その視線から逃げ出したい気持ちでいると、前モーリア伯爵が気を利かせて聖遺物についての話を始めてくれる。
「聖堂に保管されている棍棒は、どこにでもあるような、いたって普通のものですが、記録によるとグウェナエルが手にした時に形を変えたそうです」
私とノエルは顔を見合わせた。
ノエルがルドライト王国の国王から譲ってもらった月の槍もグウェナエルが手にした時に形を変えているため、やはりここに保管されている棍棒も特別な武器のように思えた。
「その棍棒は、どのようないきさつでこの領地に保管されるようになったのですか?」
ノエルの問いに、答えたのはブレーズ様だった。
「グウェナエルと女神様がセラを訪ねた時に魔物が現れ、その際にグウェナエルが武器商人から借りたものでした。武器商人が持っていた時は何の飾りもない棍棒だったのですが、グウェナエルが持つと模様が浮かび上がってきたと言われています」
ブレーズ様の話によると、グウェナエルは魔物を倒し終わった後、棍棒を武器商人に返した。
武器商人は魔物を対峙してくれたお礼に棍棒を贈りたがったが、グウェナエルに断られ、その時に一緒にいた女神からはこの地に置いておくよう言われたそうだ。
(やっぱり、ルドライト王国の時と同じだわ。ということは、ここに保管されている棍棒は宵闇の棍棒なのかしら?)
この領地に保管されている聖遺物について考えていると、不意にノエルが私の名前を呼んだ。振り向くと、ノエルは笑顔でこちらを見ており、ノエルが切り分けたであろう白身魚のポワレが乗せられたフォークをこちらに向けている。
「レティが好きそうな味だよ。食べてみて?」
そう言い、ずいとフォークを近づけてくる。食べさせてくれるつもりのようだが、他の人がいる前で食べさせてもらうのはいかがなものか。
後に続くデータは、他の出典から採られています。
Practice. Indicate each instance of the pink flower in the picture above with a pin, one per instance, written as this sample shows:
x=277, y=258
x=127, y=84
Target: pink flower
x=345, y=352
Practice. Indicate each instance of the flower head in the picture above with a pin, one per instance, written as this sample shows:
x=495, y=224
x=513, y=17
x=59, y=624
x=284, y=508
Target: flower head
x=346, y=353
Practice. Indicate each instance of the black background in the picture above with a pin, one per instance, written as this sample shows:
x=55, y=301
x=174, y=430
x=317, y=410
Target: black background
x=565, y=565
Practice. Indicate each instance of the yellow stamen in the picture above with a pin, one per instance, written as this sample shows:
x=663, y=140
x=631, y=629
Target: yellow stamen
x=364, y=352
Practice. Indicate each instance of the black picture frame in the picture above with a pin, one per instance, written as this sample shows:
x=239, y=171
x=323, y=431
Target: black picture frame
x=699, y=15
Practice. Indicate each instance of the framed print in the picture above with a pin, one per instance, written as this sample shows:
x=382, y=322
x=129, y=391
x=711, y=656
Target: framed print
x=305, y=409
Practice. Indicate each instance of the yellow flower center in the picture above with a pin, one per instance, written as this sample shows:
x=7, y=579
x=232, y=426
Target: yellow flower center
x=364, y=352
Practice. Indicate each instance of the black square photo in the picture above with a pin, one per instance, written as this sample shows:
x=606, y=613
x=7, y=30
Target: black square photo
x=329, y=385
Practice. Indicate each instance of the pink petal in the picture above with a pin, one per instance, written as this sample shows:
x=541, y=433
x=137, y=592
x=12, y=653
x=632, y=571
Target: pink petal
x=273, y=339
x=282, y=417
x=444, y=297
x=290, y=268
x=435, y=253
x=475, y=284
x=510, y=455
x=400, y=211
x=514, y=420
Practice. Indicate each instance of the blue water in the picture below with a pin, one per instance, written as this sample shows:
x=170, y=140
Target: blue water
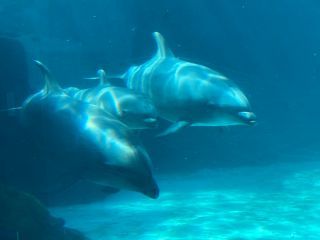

「あらあら、ファビウス侯爵夫妻は本当にラブラブねぇ」
前モーリヤ伯爵夫人がうっとりとした調子でそう言うと、ルーセル師団長が「本当に、夫婦仲が良いですな!」とコロコロと笑う。
逃げ道を失った私はノエルに食べさせてもらい、みんなの視線が集まって気恥ずかしさを感じながらも、もぐもぐと咀嚼した。